Area of a triangular base = 1/2 * base * height = 1/2 * 15 ft * 15 ft = 112.5 ft²
Since there are two triangular bases, the total area of the bases is 2 * 112.5 ft² = 225 ft².
2. Rectangular Faces:
The length of each rectangular face is equal to the height of the prism, which is 15 ft.
The width of each rectangular face can be determined by considering one side of the triangular base, which is 15 ft.
Area of a rectangular face = length * width = 15 ft * 15 ft = 225 ft²
Since there are three rectangular faces, the total area of the rectangular faces is 3 * 225 ft² = 675 ft².
Total Surface Area = Area of Bases + Area of Rectangular Faces = 225 ft² + 675 ft² = 900 ft²
Therefore, the surface area of the right triangular prism is 900 ft².
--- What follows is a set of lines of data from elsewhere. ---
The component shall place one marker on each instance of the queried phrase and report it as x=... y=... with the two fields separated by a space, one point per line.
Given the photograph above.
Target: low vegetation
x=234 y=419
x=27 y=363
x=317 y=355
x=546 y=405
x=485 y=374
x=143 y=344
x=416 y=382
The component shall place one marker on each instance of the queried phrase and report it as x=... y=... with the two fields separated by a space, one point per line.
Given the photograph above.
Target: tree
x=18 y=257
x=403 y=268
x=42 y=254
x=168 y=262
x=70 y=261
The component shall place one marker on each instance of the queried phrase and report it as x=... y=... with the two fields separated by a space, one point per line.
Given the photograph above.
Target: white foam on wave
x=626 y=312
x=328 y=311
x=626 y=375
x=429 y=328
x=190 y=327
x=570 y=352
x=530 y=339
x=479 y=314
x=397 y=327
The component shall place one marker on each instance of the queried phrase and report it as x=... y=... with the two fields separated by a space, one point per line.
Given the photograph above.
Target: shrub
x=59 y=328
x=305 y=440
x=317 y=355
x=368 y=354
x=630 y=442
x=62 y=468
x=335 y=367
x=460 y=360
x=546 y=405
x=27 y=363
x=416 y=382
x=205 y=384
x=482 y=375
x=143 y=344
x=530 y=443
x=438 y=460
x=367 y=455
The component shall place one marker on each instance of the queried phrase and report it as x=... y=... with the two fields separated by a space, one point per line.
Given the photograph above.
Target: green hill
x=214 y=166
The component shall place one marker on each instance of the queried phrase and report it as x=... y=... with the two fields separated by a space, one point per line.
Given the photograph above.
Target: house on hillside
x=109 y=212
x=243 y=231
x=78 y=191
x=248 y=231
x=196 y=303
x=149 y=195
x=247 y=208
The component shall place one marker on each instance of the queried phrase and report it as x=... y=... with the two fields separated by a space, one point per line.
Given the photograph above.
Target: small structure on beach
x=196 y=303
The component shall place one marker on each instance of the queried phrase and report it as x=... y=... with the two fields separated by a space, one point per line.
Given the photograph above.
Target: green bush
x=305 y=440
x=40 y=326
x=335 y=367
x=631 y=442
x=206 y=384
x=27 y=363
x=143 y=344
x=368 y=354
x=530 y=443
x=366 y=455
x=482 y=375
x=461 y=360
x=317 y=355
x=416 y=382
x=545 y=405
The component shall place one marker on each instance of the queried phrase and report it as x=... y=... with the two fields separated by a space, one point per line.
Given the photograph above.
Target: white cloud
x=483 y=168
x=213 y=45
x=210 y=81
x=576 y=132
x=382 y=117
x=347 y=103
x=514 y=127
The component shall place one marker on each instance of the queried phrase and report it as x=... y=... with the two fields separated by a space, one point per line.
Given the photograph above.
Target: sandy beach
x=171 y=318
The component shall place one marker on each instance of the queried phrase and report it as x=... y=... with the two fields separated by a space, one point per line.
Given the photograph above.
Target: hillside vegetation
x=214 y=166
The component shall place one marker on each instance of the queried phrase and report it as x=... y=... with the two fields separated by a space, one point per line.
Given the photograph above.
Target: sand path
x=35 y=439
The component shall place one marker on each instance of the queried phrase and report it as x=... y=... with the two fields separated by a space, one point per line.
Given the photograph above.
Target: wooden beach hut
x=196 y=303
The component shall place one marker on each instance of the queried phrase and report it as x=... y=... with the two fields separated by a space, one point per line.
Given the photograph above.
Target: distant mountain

A right triangular prism has two triangular bases and three rectangular faces.
1. Triangular Base:
The area of a triangle is given by the formula 1/2 * base * height. Since the prism has a right triangle as a base, we need to determine the base and height.
In this case, each edge length is given as 15 ft, so the base and height of the triangle are also 15 ft.
Area of a triangular base = 1/2 * base * height = 1/2 * 15 ft * 15 ft = 112.5 ft²
Since there are two triangular bases, the total area of the bases is 2 * 112.5 ft² = 225 ft².
2. Rectangular Faces:
The length of each rectangular face is equal to the height of the prism, which is 15 ft.
The width of each rectangular face can be determined by considering one side of the triangular base, which is 15 ft.
Area of a rectangular face = length * width = 15 ft * 15 ft = 225 ft²
Since there are three rectangular faces, the total area of the rectangular faces is 3 * 225 ft² = 675 ft².
Total Surface Area = Area of Bases + Area of Rectangular Faces = 225 ft² + 675 ft² = 900 ft²
Therefore, the surface area of the right triangular prism is 900 ft².